My current pellet stove is being taken out and my purchase price refunded after a year of trying to make it work as advertised.

I am thinking about buying a Lopi brand replacement. Does anyone have experience with this brand? I am interested in both good and bad experiences.


----------



## vallyfarm (Oct 24, 2006)

I looked at them, but in a wood stove. Supeior quality to most other brands in the area I live. I ended up with another brand because of time constraints (they wouldn't be in stock for 2 more months), Bur I think they are a great stove.Mike


----------



## Explorer (Dec 2, 2003)

Thx, Mike. That is the problem I have here. Dealer does not have any in stock so I have to judge by specs and reputation of the stove. I have check the dealer out very well and they are first class.

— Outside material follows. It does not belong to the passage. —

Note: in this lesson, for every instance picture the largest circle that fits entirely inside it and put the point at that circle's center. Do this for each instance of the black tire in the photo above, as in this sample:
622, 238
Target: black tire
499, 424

Seems a little strange buying from a stove manufacturer that is an ex-hippie ex-Rock and Roller. :shrug:


----------



## danb98577 (Dec 16, 2005)

I used a Lopi to heat this cabin last winter. It is a PS1, one of the earlier versions-got it from the original owner-I seem to remember it being a 1996/97 model. They work fine overall, but the fan noise got to me after a while. This place is small, so that magnified the irritation, I am sure. Replaced the snap disc that controls blower fan on after ignition, cleaned it every couple of days-usual stuff. One thing they DO NOT tell you is to lube the fan motors. Discovered this when the exhaust blower started howling-there is a sticker on the motor directing you to oil the bearings every so often. This sticker is cleverly hidden by a foam/paper muff for noise cancellation.
Shame you aren't closer-I still have the stove-brass legs and door trim. It will need a replacement fire pot, as the telltale cracks are beginning to develop in the bottom of it. And I imagine the exhaust blower motor will need to be replaced at some point as it whines once in a while. Replaced one on a friend's Lopi(same model) and it is quiet as a stone.
Overall, I am impressed with the quality-there are little buzzes as it warms up, but I have noticed they all tend to do this as the metal warms and flexes. Biggest thing is to keep after the cleaning-efficiency drops off if it is run dirty. Luck-Dan


----------